Environmental history is the study of how humans have changed the environment over time and, conversely, how the environment has altered society. As an academic field, it emerged out of the environmentalism movements of the 1960s and 1970s, when books like Rachel Carson’s Silent Spring forced Americans to rethink their interactions with the natural world. Many of the subsequent works examined environmental consciousness, the creation of the national parks, and large-scale environmental disasters. Others, however, took a deep chronological view of place, examining how various societies and peoples have interacted with and shaped the landscape over hundreds, if not thousands, of years. In general, these works tended to trace a history of decline, one that began with the more communal, mobile, and diverse forms of land use practiced by various Native American peoples, and progressed to the more enclosed, staid, and homogenous practices of European invaders. Unfortunately, in many of these histories, Native American peoples either disappear in the wake of European contact and the reservation system or absorbed into the mass of non-indigenous Americans.
But of course Native American peoples did not disappear, and throughout the nineteenth, twentieth, and twenty-first centuries they continue to shape environmental history, particularly in struggles to defend traditional rights and to define proper use. The most pertinent recent example is the Standing Rock Sioux, who, with numerous indigenous and non-indigenous allies, have, for the time being, successfully defeated a proposed oil pipeline across their lands in the Dakotas. But this tradition—of promoting a more holistic environmental worldview that has taken shape over hundreds of generations in the landscape—has a long tradition across various Native American societies. The Makah nation of present-day Washington state has fought (and continues to fight) in court to defend their right to harvest gray whales, not as a commercial venture but as a two-thousand-plus year old spiritual and historical practice, one preceded by prayer, fasting, and ceremonial bathing; in the 1970s, various tribal nations in Washington state fought for their historical rights to co-manage the salmon fishing industry with the state, ultimately winning under the Boldt Decision; and the Northern Cheyenne went all the way to the Supreme Court in the 1960s and 1970s to overturn reservation coal leases that had been conducted without their approval, ultimately garnering federal recognition of their ownership of all mineral rights.
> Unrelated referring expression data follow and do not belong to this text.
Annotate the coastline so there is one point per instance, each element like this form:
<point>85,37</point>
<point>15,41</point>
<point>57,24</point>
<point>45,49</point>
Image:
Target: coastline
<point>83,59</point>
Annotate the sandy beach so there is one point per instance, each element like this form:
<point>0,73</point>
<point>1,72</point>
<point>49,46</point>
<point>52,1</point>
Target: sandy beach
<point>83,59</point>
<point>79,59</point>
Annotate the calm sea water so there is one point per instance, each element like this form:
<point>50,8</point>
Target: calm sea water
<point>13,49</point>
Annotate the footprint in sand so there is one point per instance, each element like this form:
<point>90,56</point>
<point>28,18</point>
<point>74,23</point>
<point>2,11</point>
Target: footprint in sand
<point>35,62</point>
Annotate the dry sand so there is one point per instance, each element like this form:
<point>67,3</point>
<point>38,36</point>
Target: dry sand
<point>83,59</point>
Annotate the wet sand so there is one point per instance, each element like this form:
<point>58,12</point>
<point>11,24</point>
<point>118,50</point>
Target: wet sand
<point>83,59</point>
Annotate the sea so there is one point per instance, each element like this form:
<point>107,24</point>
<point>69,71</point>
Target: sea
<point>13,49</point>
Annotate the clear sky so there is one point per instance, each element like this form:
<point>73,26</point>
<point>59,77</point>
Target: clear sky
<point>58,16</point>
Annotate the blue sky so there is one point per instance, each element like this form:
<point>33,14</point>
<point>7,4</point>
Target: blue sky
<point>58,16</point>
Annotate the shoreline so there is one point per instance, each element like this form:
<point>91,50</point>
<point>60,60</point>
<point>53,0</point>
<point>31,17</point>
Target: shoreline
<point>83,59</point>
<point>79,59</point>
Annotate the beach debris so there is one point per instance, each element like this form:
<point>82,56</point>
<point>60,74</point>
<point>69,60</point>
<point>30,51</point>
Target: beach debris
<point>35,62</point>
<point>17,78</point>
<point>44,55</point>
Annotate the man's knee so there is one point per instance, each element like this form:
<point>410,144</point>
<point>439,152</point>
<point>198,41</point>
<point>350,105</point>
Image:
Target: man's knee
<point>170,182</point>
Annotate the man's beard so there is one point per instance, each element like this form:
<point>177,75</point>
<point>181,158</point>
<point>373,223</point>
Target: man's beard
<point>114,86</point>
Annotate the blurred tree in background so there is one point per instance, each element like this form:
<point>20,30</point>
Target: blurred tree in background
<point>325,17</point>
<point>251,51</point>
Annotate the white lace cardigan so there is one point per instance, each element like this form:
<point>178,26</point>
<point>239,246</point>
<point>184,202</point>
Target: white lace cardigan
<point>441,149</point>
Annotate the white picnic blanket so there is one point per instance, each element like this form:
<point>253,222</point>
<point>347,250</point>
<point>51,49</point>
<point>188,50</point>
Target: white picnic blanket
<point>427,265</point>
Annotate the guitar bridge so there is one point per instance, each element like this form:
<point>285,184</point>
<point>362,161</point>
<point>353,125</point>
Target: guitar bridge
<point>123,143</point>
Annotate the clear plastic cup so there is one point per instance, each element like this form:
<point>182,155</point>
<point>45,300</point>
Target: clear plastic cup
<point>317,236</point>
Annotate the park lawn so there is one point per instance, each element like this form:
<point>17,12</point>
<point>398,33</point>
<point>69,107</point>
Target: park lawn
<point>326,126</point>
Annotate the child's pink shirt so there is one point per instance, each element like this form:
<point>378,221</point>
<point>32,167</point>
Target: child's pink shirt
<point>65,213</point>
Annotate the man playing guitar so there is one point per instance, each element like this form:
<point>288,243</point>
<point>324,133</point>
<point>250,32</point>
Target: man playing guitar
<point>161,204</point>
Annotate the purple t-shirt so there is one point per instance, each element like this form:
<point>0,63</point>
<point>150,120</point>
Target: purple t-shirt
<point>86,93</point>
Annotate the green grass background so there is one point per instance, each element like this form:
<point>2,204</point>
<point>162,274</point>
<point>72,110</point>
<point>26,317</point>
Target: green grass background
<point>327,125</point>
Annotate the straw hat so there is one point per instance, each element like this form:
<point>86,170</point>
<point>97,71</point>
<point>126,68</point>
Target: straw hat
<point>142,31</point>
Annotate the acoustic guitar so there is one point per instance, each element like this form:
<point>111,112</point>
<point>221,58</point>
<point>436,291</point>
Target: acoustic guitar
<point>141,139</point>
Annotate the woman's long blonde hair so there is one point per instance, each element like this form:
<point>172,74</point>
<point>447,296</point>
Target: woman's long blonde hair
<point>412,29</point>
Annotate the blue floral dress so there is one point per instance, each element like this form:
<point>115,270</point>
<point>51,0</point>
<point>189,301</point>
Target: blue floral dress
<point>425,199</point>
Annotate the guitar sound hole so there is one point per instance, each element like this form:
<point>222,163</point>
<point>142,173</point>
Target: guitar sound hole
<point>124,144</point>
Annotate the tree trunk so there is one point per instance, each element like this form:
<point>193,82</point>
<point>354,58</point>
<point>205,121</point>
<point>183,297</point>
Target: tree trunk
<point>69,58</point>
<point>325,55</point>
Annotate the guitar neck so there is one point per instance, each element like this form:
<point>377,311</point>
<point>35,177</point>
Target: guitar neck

Although much environmental history has focused on the aesthetically extravagant—the national parks, the grandest natural disasters—a central, and increasingly pertinent, area of study has to do with the mountains, prairies, and forests that have already been logged, mined, and otherwise degraded. What about these places? Is there a place for them in environmental history? If not, what does that mean for human societies moving forward, where these sorts of landscapes are increasingly common? The Gros Ventre and Assiniboine nations and their fight against Pegasus International provide a paramount example of just how important it is to attend to such spaces. Not only were grassroots organizations like Red Thunder on the Ft. Belknap Reservation able to stand up to and defeat a multinational, multi-million dollar organization, but individuals there have continued to live in and understand these often-forgotten places: the mined, the harvested, the environmentally and historically violated. It is one of the most glaring holes in modern environmental history, and the Gros Ventre and Assiniboine of Montana provide an integral living example of this increasingly common land-relation: how we can deal with, care for, and love the lands that have already been polluted. How we can heal.